The dominant design motif here is that of the folded roof plate, in this case folded down at each end to a sharp point as if lightly balanced thereby. The appearance of the building suggests a structural concept about folded plates –that the folded-down triangles create structural rigidity – that may or may not be a true reflection of how the building is constructed. This folded-plate parti recalls that used in a number of mid-century bank buildings, such as the American Investment Co. of Illinois designed by W.A. Sarmiento for the prolific Bank Building & Equipment Corporation of America.
The eaves at the side are cantilevered out, honed to a razor point, and infilled with a lightweight glazed storefront wall, creating a characteristically Googie dining-room space. The lean-to character of this space is an essential component of Armét and Davis’s coffee shops. The roof tilts up toward the street, creating a sheltered and intimate space within that yet maintains its connection to the activity of the street through the lightness of the storefront. Even if you stripped out all the wild detailing and ornament, this lean-to character would still deliver its effect.
The steel wide-flange columns that support this roof have been “web-lightened” by punching large holes through their web.
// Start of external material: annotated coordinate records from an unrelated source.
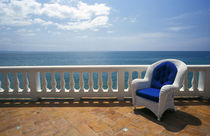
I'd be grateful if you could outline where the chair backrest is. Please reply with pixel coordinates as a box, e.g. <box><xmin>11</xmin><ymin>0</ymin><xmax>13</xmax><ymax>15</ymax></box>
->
<box><xmin>151</xmin><ymin>61</ymin><xmax>177</xmax><ymax>89</ymax></box>
<box><xmin>145</xmin><ymin>59</ymin><xmax>187</xmax><ymax>88</ymax></box>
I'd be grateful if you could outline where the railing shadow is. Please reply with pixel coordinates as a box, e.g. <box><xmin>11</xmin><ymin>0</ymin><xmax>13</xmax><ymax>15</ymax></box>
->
<box><xmin>0</xmin><ymin>99</ymin><xmax>132</xmax><ymax>108</ymax></box>
<box><xmin>134</xmin><ymin>108</ymin><xmax>202</xmax><ymax>132</ymax></box>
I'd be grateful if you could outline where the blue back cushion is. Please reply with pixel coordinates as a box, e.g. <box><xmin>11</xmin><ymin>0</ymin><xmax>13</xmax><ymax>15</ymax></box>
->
<box><xmin>151</xmin><ymin>61</ymin><xmax>177</xmax><ymax>89</ymax></box>
<box><xmin>136</xmin><ymin>88</ymin><xmax>160</xmax><ymax>102</ymax></box>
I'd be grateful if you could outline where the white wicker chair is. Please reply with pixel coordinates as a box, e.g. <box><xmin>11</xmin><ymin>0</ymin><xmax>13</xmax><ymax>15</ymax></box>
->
<box><xmin>132</xmin><ymin>59</ymin><xmax>187</xmax><ymax>120</ymax></box>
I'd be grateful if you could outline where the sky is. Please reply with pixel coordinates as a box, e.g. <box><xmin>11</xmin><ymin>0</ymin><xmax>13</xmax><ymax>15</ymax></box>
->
<box><xmin>0</xmin><ymin>0</ymin><xmax>210</xmax><ymax>51</ymax></box>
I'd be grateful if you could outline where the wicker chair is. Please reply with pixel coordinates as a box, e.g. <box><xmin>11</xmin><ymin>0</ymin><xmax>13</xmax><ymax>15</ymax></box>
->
<box><xmin>132</xmin><ymin>59</ymin><xmax>187</xmax><ymax>121</ymax></box>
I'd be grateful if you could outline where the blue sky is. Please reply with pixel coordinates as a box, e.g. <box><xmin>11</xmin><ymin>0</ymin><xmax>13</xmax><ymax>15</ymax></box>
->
<box><xmin>0</xmin><ymin>0</ymin><xmax>210</xmax><ymax>51</ymax></box>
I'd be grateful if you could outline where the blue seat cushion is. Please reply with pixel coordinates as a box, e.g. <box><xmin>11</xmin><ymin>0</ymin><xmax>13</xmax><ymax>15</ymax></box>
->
<box><xmin>151</xmin><ymin>61</ymin><xmax>177</xmax><ymax>89</ymax></box>
<box><xmin>136</xmin><ymin>88</ymin><xmax>160</xmax><ymax>102</ymax></box>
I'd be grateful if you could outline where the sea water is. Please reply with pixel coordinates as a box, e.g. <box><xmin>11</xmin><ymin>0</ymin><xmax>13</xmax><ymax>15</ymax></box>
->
<box><xmin>0</xmin><ymin>51</ymin><xmax>210</xmax><ymax>89</ymax></box>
Uncharacteristically for a glazed storefront system, the top mullion has been omitted, which reinforces the sense of continuity of the soffit/ceiling surface between interior and exterior:
The interior layout follows the same classical linear model as Pann’s, with banquettes along the window, and stools cantilevered from a terrazzo plinth facing the open kitchen.
Note that the customers do not look much like Hipsters, despite the Silver Lake location.